At First Hate by K.A. Linde
Interlude
When I was a child, I’d loved to play tea party with Gran. Not the British stuff that would have made me posh, but good, cold, sweet tea made with buckets of sugar. I’d pour it into our plastic cups and hold a pinkie out and beam, speaking in some fake British accent that was definitely more Scarlett O’Hara than Queen Elizabeth.
Then one day, I decided I was too old for the plastic tea set. Gran wasn’t around, but I wanted to play. And I wanted to use her porcelain set. The one she’d gotten as a wedding gift. Passed down from one generation to the next. It had a blue floral design and was the prettiest thing I’d ever seen. Also one of the few things I’d been explicitly told not to touch. Though I was sure they would one day be mine.
Since I knew how important it was, I took out the tea set with care, cradling it against my chest like it was life or death. At the time, it felt like it. Then, I poured myself the sweet tea, getting back into the fun of the game. I laughed and played as if I were allowed to use something this important every day.
I’d never know exactly what it was that shook me so much.
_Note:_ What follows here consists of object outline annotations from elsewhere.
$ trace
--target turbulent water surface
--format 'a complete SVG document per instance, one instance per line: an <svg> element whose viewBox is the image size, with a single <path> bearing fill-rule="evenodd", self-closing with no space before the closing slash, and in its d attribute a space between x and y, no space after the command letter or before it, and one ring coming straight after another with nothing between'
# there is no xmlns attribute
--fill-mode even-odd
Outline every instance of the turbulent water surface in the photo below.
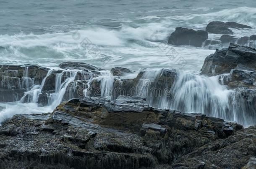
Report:
<svg viewBox="0 0 256 169"><path fill-rule="evenodd" d="M168 38L176 27L204 29L212 21L235 21L253 28L234 30L235 36L256 32L256 1L252 0L0 0L0 4L1 64L31 64L53 69L61 62L72 61L107 70L116 66L136 71L165 68L197 73L205 58L214 50L167 45ZM209 35L210 38L219 36ZM170 57L174 55L177 57ZM153 106L188 112L210 111L210 115L228 120L243 119L240 122L244 124L254 123L238 117L238 111L227 103L233 91L219 85L217 78L190 73L180 75L177 82L179 85L175 87L179 88L173 93L176 102L183 100L185 103L165 103L162 98ZM102 74L102 84L106 87L111 85L112 78L109 72ZM151 76L157 75L155 72ZM72 81L72 77L68 80ZM42 86L28 91L35 95L29 103L0 103L0 107L5 108L0 112L0 119L17 113L51 111L61 101L65 85L56 85L59 88L51 96L48 106L37 106L37 93ZM102 96L109 97L106 92ZM186 100L196 96L199 98ZM207 109L209 103L219 107ZM225 114L227 110L232 115Z"/></svg>

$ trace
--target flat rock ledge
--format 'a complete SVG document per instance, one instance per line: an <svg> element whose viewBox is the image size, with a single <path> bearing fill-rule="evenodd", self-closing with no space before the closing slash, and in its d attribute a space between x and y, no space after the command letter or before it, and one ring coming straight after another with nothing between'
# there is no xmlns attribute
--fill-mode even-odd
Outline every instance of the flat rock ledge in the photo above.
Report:
<svg viewBox="0 0 256 169"><path fill-rule="evenodd" d="M29 169L222 169L253 165L256 126L86 97L0 126L0 166Z"/></svg>

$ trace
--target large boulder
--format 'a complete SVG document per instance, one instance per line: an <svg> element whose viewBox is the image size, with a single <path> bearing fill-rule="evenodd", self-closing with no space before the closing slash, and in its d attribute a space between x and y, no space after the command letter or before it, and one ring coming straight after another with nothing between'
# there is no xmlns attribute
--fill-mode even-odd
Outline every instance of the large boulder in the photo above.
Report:
<svg viewBox="0 0 256 169"><path fill-rule="evenodd" d="M0 65L0 102L20 100L33 85L41 84L49 70L30 65Z"/></svg>
<svg viewBox="0 0 256 169"><path fill-rule="evenodd" d="M252 35L250 37L250 40L256 40L256 35Z"/></svg>
<svg viewBox="0 0 256 169"><path fill-rule="evenodd" d="M204 114L153 108L143 98L86 97L63 103L52 113L16 115L3 123L0 166L240 168L255 154L255 127L243 130Z"/></svg>
<svg viewBox="0 0 256 169"><path fill-rule="evenodd" d="M82 62L66 62L60 64L59 67L62 68L68 69L78 69L81 70L99 71L96 67Z"/></svg>
<svg viewBox="0 0 256 169"><path fill-rule="evenodd" d="M219 40L221 41L223 43L234 43L238 38L233 36L230 36L228 35L223 35L220 37Z"/></svg>
<svg viewBox="0 0 256 169"><path fill-rule="evenodd" d="M174 45L188 45L200 47L208 38L208 34L204 30L196 31L192 29L178 27L171 35L168 43Z"/></svg>
<svg viewBox="0 0 256 169"><path fill-rule="evenodd" d="M251 26L234 22L225 23L220 21L213 21L207 25L206 30L210 33L218 34L233 34L233 32L229 28L252 28Z"/></svg>
<svg viewBox="0 0 256 169"><path fill-rule="evenodd" d="M239 64L248 68L256 68L256 49L230 43L228 48L217 49L207 56L201 70L202 74L215 76L229 73Z"/></svg>
<svg viewBox="0 0 256 169"><path fill-rule="evenodd" d="M133 72L132 71L131 71L130 69L121 67L112 68L110 71L113 76L121 76L125 75L126 74L131 73Z"/></svg>

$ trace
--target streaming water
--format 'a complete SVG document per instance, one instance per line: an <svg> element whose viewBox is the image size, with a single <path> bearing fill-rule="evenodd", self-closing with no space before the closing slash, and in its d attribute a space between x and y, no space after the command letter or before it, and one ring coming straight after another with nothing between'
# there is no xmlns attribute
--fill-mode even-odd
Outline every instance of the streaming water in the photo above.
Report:
<svg viewBox="0 0 256 169"><path fill-rule="evenodd" d="M151 105L203 113L245 126L256 124L251 103L239 92L223 86L228 75L208 78L197 74L207 55L227 45L196 48L167 43L176 27L205 29L212 21L234 21L253 28L232 29L237 37L255 34L255 0L32 1L4 0L0 5L0 64L25 65L25 71L21 80L18 76L7 76L17 72L3 75L1 86L25 91L20 101L0 103L0 108L4 108L0 109L0 121L16 114L51 111L63 100L87 96L95 77L82 72L83 77L74 82L79 71L63 70L56 76L55 91L47 93L47 106L38 106L47 77L60 63L72 61L106 70L123 67L138 71L149 68L152 71L141 77L137 84L141 90L136 91L135 96L146 97ZM210 39L221 35L209 35ZM246 45L256 47L251 41ZM35 85L29 77L28 64L51 69L41 84ZM171 78L163 80L162 71L156 68L178 69L174 85ZM101 73L96 78L100 81L101 96L110 98L114 77L108 71ZM78 95L78 86L82 89ZM147 95L152 88L155 93ZM162 90L161 96L157 95L158 88Z"/></svg>

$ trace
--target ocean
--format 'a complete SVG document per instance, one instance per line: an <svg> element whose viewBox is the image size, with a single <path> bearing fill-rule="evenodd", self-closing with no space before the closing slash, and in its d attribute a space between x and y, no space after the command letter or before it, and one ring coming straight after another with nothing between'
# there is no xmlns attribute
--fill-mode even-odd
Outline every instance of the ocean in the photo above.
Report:
<svg viewBox="0 0 256 169"><path fill-rule="evenodd" d="M0 0L0 64L51 69L77 61L107 70L167 68L198 74L215 48L168 45L175 28L204 30L211 21L233 21L253 28L232 29L235 36L256 33L253 0ZM19 102L0 106L5 108L0 121L54 108Z"/></svg>

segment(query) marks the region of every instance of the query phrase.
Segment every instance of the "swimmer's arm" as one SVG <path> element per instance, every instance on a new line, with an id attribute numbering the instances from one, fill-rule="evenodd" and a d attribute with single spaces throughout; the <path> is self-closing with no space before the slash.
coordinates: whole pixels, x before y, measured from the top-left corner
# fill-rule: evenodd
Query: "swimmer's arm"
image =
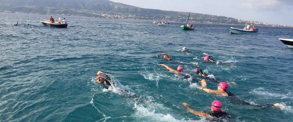
<path id="1" fill-rule="evenodd" d="M 211 90 L 208 88 L 201 88 L 199 87 L 198 87 L 197 88 L 198 88 L 200 89 L 202 89 L 204 91 L 208 93 L 213 93 L 214 94 L 221 94 L 221 93 L 219 90 Z"/>
<path id="2" fill-rule="evenodd" d="M 168 69 L 168 70 L 170 70 L 170 71 L 172 71 L 173 72 L 175 72 L 175 73 L 178 74 L 179 74 L 179 73 L 180 73 L 179 71 L 177 71 L 177 70 L 174 70 L 174 69 L 173 69 L 171 68 L 171 67 L 169 67 L 169 66 L 167 66 L 167 65 L 165 65 L 165 64 L 159 64 L 159 66 L 165 66 L 165 67 L 166 67 L 166 68 L 167 68 L 167 69 Z"/>
<path id="3" fill-rule="evenodd" d="M 182 103 L 184 106 L 186 107 L 186 109 L 189 111 L 191 113 L 197 115 L 199 115 L 203 117 L 210 117 L 211 115 L 208 113 L 205 113 L 197 111 L 191 109 L 188 106 L 188 105 L 187 103 L 183 102 Z"/>

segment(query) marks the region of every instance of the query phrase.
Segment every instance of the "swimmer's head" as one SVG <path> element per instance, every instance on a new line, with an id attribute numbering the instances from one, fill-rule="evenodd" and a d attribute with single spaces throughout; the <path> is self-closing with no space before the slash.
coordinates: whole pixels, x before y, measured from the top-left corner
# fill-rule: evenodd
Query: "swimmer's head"
<path id="1" fill-rule="evenodd" d="M 177 67 L 177 70 L 180 71 L 183 71 L 183 68 L 182 68 L 182 66 L 181 65 L 178 66 L 178 67 Z"/>
<path id="2" fill-rule="evenodd" d="M 196 72 L 196 71 L 197 71 L 197 70 L 199 70 L 199 69 L 198 69 L 198 68 L 196 68 L 196 69 L 194 69 L 194 72 Z"/>
<path id="3" fill-rule="evenodd" d="M 100 71 L 97 73 L 97 81 L 99 81 L 99 83 L 103 83 L 105 81 L 105 76 L 104 73 Z"/>
<path id="4" fill-rule="evenodd" d="M 222 82 L 219 84 L 218 85 L 218 90 L 220 90 L 219 89 L 219 87 L 222 90 L 227 90 L 228 89 L 228 84 L 226 82 Z"/>
<path id="5" fill-rule="evenodd" d="M 222 108 L 222 103 L 219 100 L 214 100 L 212 102 L 212 111 L 219 111 Z"/>
<path id="6" fill-rule="evenodd" d="M 206 56 L 204 57 L 204 60 L 205 61 L 207 61 L 208 60 L 208 59 L 209 59 L 208 56 Z"/>
<path id="7" fill-rule="evenodd" d="M 167 56 L 166 55 L 164 55 L 164 56 L 163 56 L 163 57 L 166 59 L 167 59 Z"/>
<path id="8" fill-rule="evenodd" d="M 183 47 L 183 48 L 182 48 L 182 50 L 187 50 L 187 48 L 186 48 L 186 47 Z"/>

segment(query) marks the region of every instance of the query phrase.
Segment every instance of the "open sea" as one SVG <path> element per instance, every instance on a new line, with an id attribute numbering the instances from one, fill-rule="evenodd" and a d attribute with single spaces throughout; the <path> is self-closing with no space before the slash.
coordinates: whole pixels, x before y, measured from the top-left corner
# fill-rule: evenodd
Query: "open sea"
<path id="1" fill-rule="evenodd" d="M 228 27 L 244 25 L 196 24 L 184 31 L 183 23 L 67 16 L 68 28 L 58 28 L 40 21 L 50 16 L 0 13 L 0 121 L 208 121 L 182 104 L 210 112 L 215 100 L 231 117 L 220 121 L 293 120 L 293 49 L 278 40 L 292 38 L 292 28 L 256 26 L 258 34 L 233 34 Z M 228 65 L 203 61 L 204 52 Z M 162 53 L 185 63 L 194 77 L 202 78 L 193 72 L 198 68 L 227 82 L 229 91 L 251 104 L 282 106 L 241 105 L 204 92 L 158 66 L 179 65 L 156 56 Z M 96 81 L 99 70 L 109 73 L 114 87 Z"/>

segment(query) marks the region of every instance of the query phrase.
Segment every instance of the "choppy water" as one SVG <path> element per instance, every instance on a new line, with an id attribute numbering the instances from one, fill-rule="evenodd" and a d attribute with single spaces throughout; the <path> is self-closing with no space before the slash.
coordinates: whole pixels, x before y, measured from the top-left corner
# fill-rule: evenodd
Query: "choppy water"
<path id="1" fill-rule="evenodd" d="M 49 16 L 0 13 L 5 20 L 0 24 L 0 121 L 208 121 L 181 104 L 208 112 L 215 99 L 231 114 L 226 121 L 293 119 L 293 50 L 278 39 L 292 37 L 292 28 L 257 27 L 257 35 L 231 34 L 228 25 L 196 24 L 195 30 L 185 31 L 179 24 L 160 27 L 143 21 L 68 16 L 68 28 L 56 28 L 39 21 Z M 179 51 L 183 47 L 191 53 Z M 204 62 L 203 52 L 236 67 Z M 251 103 L 284 106 L 243 106 L 204 92 L 196 88 L 199 85 L 158 66 L 178 65 L 156 56 L 163 52 L 183 62 L 198 62 L 183 65 L 194 77 L 201 78 L 193 73 L 199 68 L 235 82 L 229 91 Z M 106 90 L 97 83 L 100 70 L 109 72 L 118 86 Z M 207 87 L 217 84 L 208 81 Z"/>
Maddox startled me, but I’d heard his clomping steps. I should have known he was coming. But one minute, I was holding the teacup, and the next, the glass slipped out of my hand. I wasn’t fast enough by any stretch of the imagination to keep it from falling. The cup crashed to the floor, spilling tea everywhere and leaving broken china in tiny pieces.
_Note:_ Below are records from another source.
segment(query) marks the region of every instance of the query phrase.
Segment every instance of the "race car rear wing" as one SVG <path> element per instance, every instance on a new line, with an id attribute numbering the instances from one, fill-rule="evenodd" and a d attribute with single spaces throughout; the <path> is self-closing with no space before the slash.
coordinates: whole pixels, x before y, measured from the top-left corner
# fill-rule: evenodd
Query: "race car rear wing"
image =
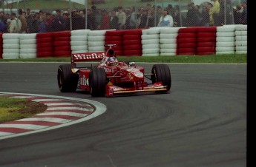
<path id="1" fill-rule="evenodd" d="M 99 61 L 105 55 L 105 52 L 71 54 L 71 64 L 77 61 Z"/>
<path id="2" fill-rule="evenodd" d="M 109 48 L 107 51 L 103 52 L 71 54 L 71 64 L 75 64 L 75 62 L 77 61 L 99 61 L 105 56 L 114 55 L 114 51 L 112 47 L 116 47 L 116 44 L 105 44 L 104 47 L 108 47 Z"/>

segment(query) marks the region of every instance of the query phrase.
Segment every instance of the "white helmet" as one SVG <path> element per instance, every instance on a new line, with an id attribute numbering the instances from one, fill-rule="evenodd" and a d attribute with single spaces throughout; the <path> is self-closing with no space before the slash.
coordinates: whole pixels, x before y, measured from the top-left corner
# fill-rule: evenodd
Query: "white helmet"
<path id="1" fill-rule="evenodd" d="M 109 57 L 107 58 L 106 64 L 107 66 L 116 66 L 118 61 L 115 57 Z"/>

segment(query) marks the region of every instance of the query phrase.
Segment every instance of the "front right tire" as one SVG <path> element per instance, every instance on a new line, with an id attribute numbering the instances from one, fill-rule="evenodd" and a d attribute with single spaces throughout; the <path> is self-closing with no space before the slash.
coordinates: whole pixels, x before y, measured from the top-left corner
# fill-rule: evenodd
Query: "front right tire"
<path id="1" fill-rule="evenodd" d="M 58 86 L 62 92 L 74 92 L 77 88 L 79 76 L 73 73 L 71 69 L 74 66 L 71 64 L 60 65 L 58 69 Z"/>
<path id="2" fill-rule="evenodd" d="M 162 81 L 163 86 L 167 86 L 167 91 L 171 85 L 171 72 L 168 66 L 165 64 L 154 64 L 151 69 L 152 84 Z"/>
<path id="3" fill-rule="evenodd" d="M 105 93 L 107 75 L 102 68 L 93 68 L 90 72 L 89 86 L 92 97 L 103 96 Z"/>

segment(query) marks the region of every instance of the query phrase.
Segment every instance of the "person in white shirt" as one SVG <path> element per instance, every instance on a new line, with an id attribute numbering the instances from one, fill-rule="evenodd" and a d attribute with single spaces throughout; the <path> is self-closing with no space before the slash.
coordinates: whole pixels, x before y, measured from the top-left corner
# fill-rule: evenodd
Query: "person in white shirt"
<path id="1" fill-rule="evenodd" d="M 12 13 L 10 14 L 11 21 L 9 24 L 9 33 L 19 33 L 21 27 L 22 27 L 22 22 L 21 21 L 16 18 L 16 14 L 15 13 Z"/>
<path id="2" fill-rule="evenodd" d="M 158 23 L 158 27 L 173 27 L 174 26 L 174 19 L 171 15 L 168 13 L 166 9 L 163 12 L 163 15 L 160 17 L 160 19 Z"/>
When Gran found me, she was furious. But no one was as hard on me as myself. No one ever would be again. I’d taken something delicate and fragile and important and watched it be destroyed by my own carelessness.
So, when Derek and I began a relationship, I knew it was a china set just like the one Gran had. Precious and irreplaceable. I held it with care. I kept it safe. And I waited for the moment when it would shatter.